HTŞ lideri Ebu Muhammed El Colani'nin, siyonist İsrail’le gerilimi azaltma amacıyla önemli bir diplomatik jestte bulunduğu ortaya çıktı.
YDH'nin haberine göre, Reuters’a konuşan üç farklı kaynak, HTŞ’nin, ünlü İsrailli casus Eli Cohen’e ait kişisel eşya ve belgeleri İsrail’e teslim ettiğini bildirdi. Bu hamlenin, hem İsrail ile düşmanlığı yumuşatma hem de dönemin ABD Başkanı Donald Trump’a yönelik “iyi niyet göstergesi” olarak planlandığı ifade edildi.
Siyonist İsrail yönetimi, geçtiğimiz pazar günü yaptığı açıklamada, Eli Cohen’e ait belgeler, fotoğraflar ve kişisel eşyaların ellerine ulaştığını duyurdu. Mossad, bu arşivin ele geçirilmesinde ismi açıklanmayan bir yabancı istihbarat teşkilatıyla iş birliği yaptıklarını belirtti.
Suriye’deki güvenlik kaynaklarından biri, HTŞ lideri Colani’ye yakın bir danışman ve sürece dair bilgi sahibi olan bir başka kişiyle birlikte Reuters’a yaptığı açıklamada, söz konusu arşivin İsrail’e doğrudan değil, dolaylı bir şekilde Colani’nin talimatıyla gönderildiğini aktardı. Kaynaklara göre bu adım, “iyi niyetin göstergesi” olarak planlandı.
Reuters’ın ulaştığı bilgiler, Colani’nin bu teslimatla hem İsrail’le olan gerginliği azaltmak hem de Trump yönetimi nezdinde güven inşa etmek istediğini ortaya koyuyor.

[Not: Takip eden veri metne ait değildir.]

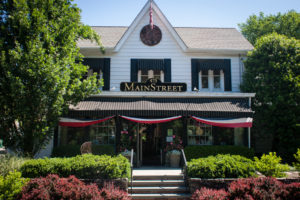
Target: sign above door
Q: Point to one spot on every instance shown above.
(152, 85)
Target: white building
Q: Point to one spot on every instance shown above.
(160, 72)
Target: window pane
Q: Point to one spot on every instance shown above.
(204, 81)
(144, 79)
(217, 82)
(156, 72)
(145, 72)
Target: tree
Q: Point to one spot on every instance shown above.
(286, 24)
(41, 71)
(273, 73)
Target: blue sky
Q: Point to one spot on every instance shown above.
(182, 13)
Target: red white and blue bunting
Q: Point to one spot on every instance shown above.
(150, 121)
(80, 123)
(229, 123)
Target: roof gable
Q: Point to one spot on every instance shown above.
(139, 17)
(189, 39)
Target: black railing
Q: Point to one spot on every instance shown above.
(131, 167)
(184, 169)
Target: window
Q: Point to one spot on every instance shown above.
(211, 80)
(199, 133)
(103, 133)
(99, 75)
(101, 66)
(144, 75)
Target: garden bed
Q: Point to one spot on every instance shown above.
(223, 183)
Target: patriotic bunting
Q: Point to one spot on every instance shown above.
(151, 121)
(229, 123)
(80, 123)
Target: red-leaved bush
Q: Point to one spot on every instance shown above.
(209, 194)
(255, 188)
(252, 189)
(52, 187)
(110, 192)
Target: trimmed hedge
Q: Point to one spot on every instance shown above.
(11, 185)
(85, 166)
(270, 165)
(194, 152)
(252, 188)
(221, 166)
(103, 149)
(72, 150)
(69, 150)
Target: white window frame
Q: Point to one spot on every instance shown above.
(211, 87)
(150, 75)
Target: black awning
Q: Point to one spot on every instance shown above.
(161, 107)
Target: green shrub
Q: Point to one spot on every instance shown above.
(221, 166)
(269, 165)
(103, 149)
(69, 150)
(9, 163)
(85, 166)
(11, 185)
(194, 152)
(297, 157)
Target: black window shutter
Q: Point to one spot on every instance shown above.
(227, 75)
(195, 76)
(106, 74)
(167, 70)
(134, 70)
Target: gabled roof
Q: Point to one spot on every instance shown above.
(193, 39)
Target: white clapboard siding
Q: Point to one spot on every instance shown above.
(167, 48)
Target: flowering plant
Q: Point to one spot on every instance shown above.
(175, 145)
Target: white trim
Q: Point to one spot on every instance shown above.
(175, 94)
(139, 17)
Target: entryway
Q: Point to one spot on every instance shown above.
(150, 146)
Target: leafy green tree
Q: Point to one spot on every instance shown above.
(41, 71)
(286, 24)
(273, 73)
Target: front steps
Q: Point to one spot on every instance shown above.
(158, 183)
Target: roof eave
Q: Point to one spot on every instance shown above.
(176, 95)
(219, 51)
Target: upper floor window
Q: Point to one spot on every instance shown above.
(211, 75)
(144, 69)
(99, 75)
(100, 66)
(144, 75)
(211, 80)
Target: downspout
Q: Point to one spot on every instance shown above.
(249, 129)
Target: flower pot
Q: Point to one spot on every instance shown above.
(174, 160)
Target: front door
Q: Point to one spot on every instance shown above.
(150, 145)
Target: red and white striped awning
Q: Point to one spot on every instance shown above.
(229, 123)
(80, 123)
(151, 121)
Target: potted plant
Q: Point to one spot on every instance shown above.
(175, 158)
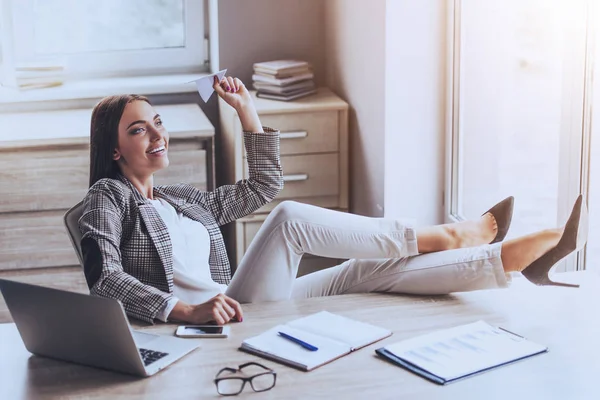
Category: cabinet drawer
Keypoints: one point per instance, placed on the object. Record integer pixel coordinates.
(247, 230)
(314, 132)
(57, 178)
(308, 175)
(34, 240)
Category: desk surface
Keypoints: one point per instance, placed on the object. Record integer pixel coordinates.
(564, 319)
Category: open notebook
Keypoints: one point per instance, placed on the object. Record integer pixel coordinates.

Irkçı İsrail uzun süredir Cohen’in naaşının peşindeyken, Mossad yetkilileri arşivin teslim alınmasını “ahlaki bir zafer” olarak tanımladı. Zira bu belgelerin Suriye istihbaratının elinde onlarca yıldır saklandığı biliniyordu.

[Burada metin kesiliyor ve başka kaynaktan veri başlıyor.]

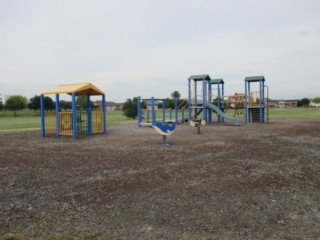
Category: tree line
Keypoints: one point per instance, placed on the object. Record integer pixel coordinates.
(17, 103)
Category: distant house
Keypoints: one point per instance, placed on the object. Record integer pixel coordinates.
(313, 104)
(110, 106)
(3, 98)
(282, 103)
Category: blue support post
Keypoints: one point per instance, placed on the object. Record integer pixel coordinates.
(219, 104)
(249, 102)
(153, 112)
(195, 93)
(139, 112)
(246, 102)
(189, 99)
(163, 111)
(57, 116)
(204, 100)
(222, 98)
(176, 109)
(43, 130)
(210, 101)
(89, 117)
(261, 99)
(74, 116)
(182, 115)
(104, 114)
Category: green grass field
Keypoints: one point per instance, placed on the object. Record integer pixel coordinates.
(27, 120)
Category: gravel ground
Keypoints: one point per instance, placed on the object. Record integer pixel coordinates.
(249, 182)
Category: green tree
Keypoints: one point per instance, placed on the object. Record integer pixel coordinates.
(82, 102)
(49, 104)
(15, 103)
(65, 104)
(175, 94)
(305, 102)
(316, 100)
(130, 108)
(34, 103)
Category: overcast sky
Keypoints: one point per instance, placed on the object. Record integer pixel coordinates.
(149, 48)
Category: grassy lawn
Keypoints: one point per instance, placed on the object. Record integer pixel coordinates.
(28, 120)
(298, 112)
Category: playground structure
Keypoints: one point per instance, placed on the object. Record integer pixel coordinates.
(158, 120)
(203, 102)
(149, 113)
(75, 122)
(255, 104)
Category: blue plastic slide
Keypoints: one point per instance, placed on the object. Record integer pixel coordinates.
(221, 114)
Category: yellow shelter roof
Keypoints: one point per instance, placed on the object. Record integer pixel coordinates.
(81, 89)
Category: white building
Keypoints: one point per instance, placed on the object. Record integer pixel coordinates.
(313, 104)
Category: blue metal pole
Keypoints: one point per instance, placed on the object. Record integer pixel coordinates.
(189, 98)
(89, 116)
(176, 109)
(163, 111)
(57, 116)
(246, 101)
(139, 112)
(222, 98)
(195, 93)
(182, 115)
(219, 100)
(204, 100)
(43, 130)
(210, 101)
(104, 110)
(153, 112)
(261, 101)
(249, 102)
(74, 116)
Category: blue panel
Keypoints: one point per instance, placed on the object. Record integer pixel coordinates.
(57, 115)
(43, 130)
(139, 112)
(74, 116)
(104, 114)
(89, 116)
(163, 111)
(189, 99)
(153, 112)
(176, 108)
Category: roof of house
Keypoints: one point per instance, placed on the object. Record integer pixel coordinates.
(81, 89)
(254, 79)
(200, 77)
(216, 81)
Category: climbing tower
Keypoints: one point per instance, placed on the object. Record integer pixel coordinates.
(254, 104)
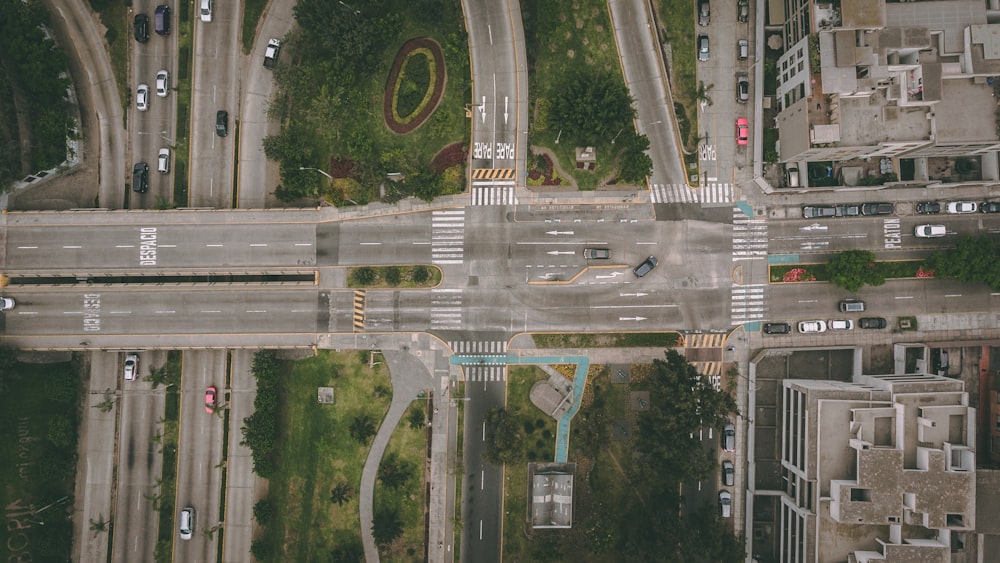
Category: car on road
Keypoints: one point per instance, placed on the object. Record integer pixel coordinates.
(141, 28)
(990, 207)
(877, 208)
(703, 47)
(222, 123)
(704, 14)
(872, 322)
(271, 53)
(142, 97)
(812, 327)
(647, 266)
(929, 231)
(729, 437)
(725, 504)
(162, 83)
(818, 211)
(163, 161)
(210, 399)
(140, 177)
(928, 207)
(131, 366)
(777, 328)
(742, 131)
(728, 473)
(961, 207)
(742, 87)
(186, 523)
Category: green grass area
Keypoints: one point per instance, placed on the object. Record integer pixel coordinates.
(564, 38)
(607, 340)
(315, 452)
(39, 410)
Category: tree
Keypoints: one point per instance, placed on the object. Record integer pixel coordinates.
(852, 269)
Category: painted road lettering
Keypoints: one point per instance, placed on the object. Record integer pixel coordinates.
(147, 246)
(891, 231)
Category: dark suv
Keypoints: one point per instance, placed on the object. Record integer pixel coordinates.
(141, 26)
(140, 177)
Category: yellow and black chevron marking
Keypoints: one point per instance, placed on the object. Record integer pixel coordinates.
(711, 340)
(359, 310)
(493, 174)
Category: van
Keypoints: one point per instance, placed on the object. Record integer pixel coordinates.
(161, 20)
(852, 306)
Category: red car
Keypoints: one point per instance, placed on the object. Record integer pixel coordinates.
(210, 399)
(742, 131)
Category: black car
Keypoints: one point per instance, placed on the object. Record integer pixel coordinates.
(990, 207)
(141, 26)
(777, 328)
(140, 177)
(928, 207)
(877, 208)
(872, 322)
(222, 123)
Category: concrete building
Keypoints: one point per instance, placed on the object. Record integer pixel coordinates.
(881, 468)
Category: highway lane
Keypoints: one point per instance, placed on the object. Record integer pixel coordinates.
(140, 462)
(199, 453)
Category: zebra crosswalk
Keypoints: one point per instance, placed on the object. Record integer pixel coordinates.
(448, 236)
(709, 192)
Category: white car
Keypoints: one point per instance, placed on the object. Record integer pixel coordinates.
(930, 231)
(162, 83)
(142, 97)
(961, 207)
(807, 327)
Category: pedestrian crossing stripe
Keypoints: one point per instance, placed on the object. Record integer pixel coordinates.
(493, 174)
(359, 310)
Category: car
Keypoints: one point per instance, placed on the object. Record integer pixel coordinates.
(162, 83)
(131, 366)
(840, 324)
(140, 177)
(271, 53)
(647, 266)
(928, 207)
(777, 328)
(872, 322)
(990, 207)
(812, 327)
(142, 97)
(186, 523)
(852, 306)
(877, 208)
(725, 504)
(961, 207)
(929, 231)
(728, 437)
(818, 211)
(210, 399)
(742, 87)
(140, 26)
(849, 210)
(163, 161)
(222, 123)
(728, 473)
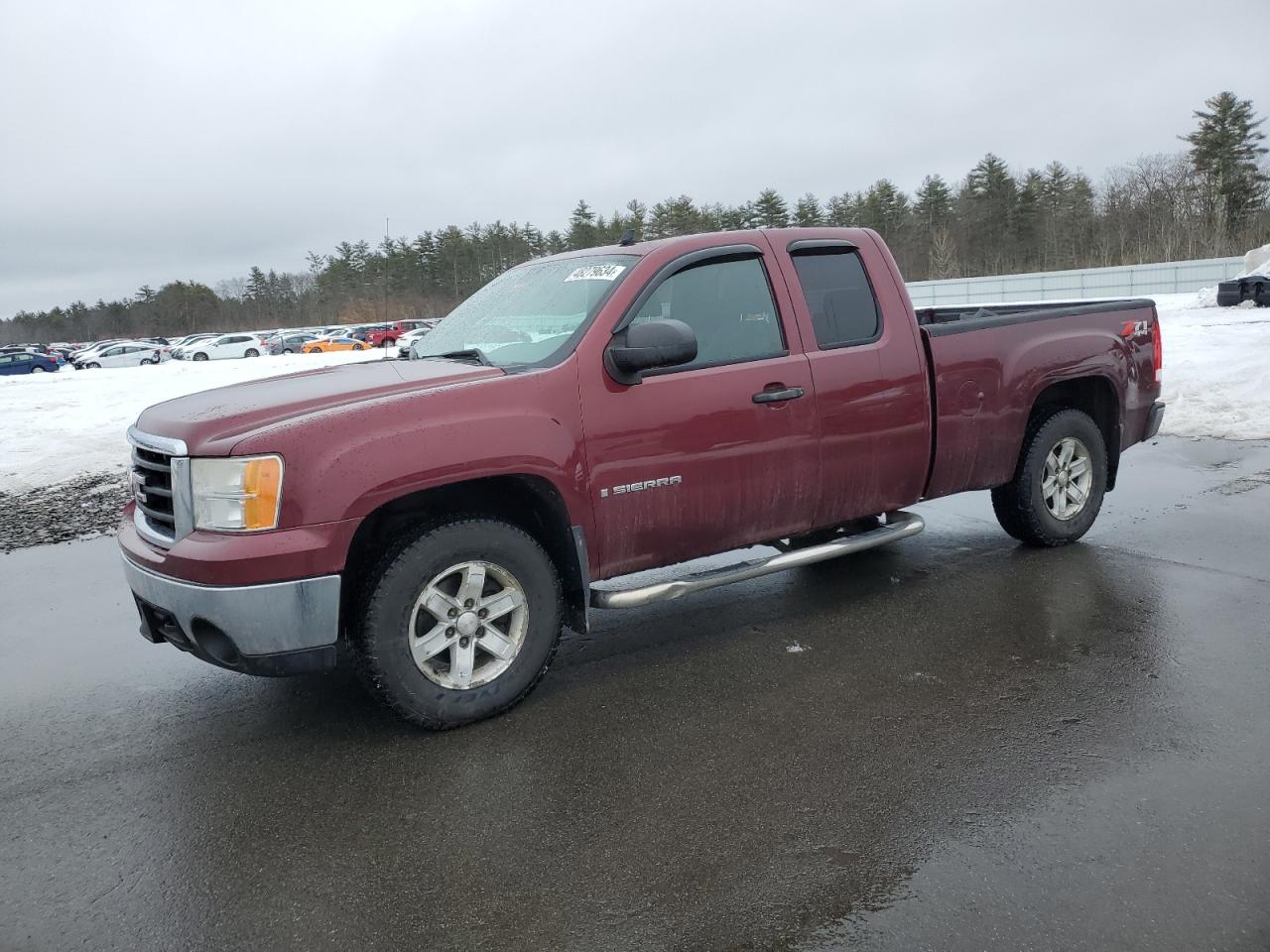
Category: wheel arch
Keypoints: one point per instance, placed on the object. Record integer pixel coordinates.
(529, 502)
(1095, 395)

Öte yandan katil Netanyahu’nun ofisi, Beyaz Saray yetkilileri ve Suriye yönetimi, arşivin İsrail’e ulaştırılması süreciyle ilgili yorum taleplerine yanıt vermedi.
Suriye güvenlik çevrelerinden edinilen bilgilere göre, HTŞ’nin Aralık ayında Esad rejiminin kontrolünü ele geçirdiği bölgelerde, devlet güvenlik kurumlarının birinde Cohen’e ait dosyalara ulaşıldı. Colani ve ona danışmanlık yapan bazı yabancı aktörlerin, bu materyali stratejik bir araç olarak kullanmaya karar verdikleri belirtildi.

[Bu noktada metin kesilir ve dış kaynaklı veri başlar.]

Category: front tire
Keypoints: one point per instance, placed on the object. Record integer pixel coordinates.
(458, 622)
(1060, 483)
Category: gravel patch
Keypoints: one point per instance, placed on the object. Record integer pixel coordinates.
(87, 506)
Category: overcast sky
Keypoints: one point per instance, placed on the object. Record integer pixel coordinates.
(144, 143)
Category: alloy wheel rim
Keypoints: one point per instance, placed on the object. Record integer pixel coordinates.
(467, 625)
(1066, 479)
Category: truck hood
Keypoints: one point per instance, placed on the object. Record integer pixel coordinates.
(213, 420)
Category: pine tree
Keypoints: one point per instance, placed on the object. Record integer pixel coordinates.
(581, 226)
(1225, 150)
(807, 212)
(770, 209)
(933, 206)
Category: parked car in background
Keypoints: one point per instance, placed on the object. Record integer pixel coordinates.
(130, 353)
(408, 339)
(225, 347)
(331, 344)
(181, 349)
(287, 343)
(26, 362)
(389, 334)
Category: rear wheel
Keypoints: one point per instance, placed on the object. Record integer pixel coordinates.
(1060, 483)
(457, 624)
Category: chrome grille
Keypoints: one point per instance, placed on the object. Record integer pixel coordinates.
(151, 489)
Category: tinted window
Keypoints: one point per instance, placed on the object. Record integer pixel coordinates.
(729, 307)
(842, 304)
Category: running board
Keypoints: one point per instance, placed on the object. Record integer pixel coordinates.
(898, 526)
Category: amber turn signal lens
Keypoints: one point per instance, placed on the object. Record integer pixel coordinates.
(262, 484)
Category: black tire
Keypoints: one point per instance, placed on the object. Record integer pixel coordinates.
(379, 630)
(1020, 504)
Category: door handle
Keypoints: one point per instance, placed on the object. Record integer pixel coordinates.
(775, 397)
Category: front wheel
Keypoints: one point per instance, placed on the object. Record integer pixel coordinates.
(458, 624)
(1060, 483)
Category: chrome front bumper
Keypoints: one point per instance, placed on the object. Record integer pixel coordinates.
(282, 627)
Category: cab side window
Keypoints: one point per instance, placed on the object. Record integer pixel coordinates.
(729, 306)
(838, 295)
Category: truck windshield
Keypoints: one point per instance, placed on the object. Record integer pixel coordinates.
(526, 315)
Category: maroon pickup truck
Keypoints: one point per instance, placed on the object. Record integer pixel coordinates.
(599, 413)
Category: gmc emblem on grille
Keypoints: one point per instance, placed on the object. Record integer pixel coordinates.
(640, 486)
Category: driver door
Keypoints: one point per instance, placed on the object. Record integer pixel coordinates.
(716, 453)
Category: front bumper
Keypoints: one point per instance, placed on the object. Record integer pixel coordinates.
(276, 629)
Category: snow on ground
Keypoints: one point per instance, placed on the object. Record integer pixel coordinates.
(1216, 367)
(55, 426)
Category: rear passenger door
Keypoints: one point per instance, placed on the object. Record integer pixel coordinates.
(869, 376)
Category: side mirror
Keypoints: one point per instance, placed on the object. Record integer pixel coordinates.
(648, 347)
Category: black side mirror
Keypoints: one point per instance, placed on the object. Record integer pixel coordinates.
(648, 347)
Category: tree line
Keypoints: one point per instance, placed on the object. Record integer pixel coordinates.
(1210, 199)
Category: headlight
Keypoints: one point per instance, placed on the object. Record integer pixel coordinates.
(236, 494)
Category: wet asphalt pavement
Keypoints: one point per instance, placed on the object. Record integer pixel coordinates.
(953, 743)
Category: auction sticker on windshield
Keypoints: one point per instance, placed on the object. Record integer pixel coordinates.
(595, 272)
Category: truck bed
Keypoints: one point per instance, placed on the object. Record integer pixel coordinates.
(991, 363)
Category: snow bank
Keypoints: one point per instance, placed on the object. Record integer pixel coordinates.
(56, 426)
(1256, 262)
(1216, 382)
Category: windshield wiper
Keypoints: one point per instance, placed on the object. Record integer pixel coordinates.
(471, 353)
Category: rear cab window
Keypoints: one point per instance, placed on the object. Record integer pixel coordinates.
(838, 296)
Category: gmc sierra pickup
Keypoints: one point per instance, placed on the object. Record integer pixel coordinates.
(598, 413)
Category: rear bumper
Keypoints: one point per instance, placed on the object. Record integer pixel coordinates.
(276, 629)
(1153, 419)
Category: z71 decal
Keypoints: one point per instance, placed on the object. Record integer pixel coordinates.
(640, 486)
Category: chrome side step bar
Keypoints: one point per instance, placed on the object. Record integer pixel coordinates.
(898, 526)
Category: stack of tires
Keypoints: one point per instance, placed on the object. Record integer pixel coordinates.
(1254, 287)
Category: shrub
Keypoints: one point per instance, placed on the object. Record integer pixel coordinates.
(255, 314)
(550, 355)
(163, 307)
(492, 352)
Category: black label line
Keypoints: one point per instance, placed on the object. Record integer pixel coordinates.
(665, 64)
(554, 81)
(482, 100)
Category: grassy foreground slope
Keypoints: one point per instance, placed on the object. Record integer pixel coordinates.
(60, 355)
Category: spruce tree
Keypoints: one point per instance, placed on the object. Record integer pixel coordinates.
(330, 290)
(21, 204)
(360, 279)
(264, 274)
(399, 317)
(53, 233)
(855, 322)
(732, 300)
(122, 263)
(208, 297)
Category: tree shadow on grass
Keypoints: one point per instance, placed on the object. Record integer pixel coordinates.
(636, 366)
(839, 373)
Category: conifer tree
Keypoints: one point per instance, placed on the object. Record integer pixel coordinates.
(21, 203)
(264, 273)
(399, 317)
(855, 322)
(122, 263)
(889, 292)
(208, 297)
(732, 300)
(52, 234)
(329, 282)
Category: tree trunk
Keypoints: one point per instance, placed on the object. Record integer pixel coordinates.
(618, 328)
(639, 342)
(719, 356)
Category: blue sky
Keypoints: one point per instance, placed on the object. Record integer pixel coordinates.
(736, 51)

Bu süreci yakından izleyen bir kaynak, Cohen arşivinin İsrail açısından büyük bir sembolik değere sahip olduğunu ve bu tür bir jestin “diplomatik sahada önemli bir mesaj” taşıdığını ifade etti.
Reuters ayrıca, Birleşik Arap Emirlikleri’nin, İsrail ile Suriye arasında “güven artırıcı önlemleri” içeren gizli temasların yürütülmesini sağlayan bir arka kanal oluşturduğunu aktardı.
Söz konusu görüşmelere dair bilgi sahibi başka bir kaynak ise, Şam yönetiminin bu temaslar çerçevesinde yalnızca Cohen arşivini değil, 1980’li yıllarda Lübnan’da Suriye güçleriyle yaşanan çatışmalarda öldürülen üç İsrail askerinin naaşlarını da iade etmeyi kabul ettiğini belirtti.
Geçtiğimiz hafta, bu askerlerden biri olan Zvi Feldman’ın cenazesinin İsrail’e getirildiği İsrail makamları tarafından doğrulandı.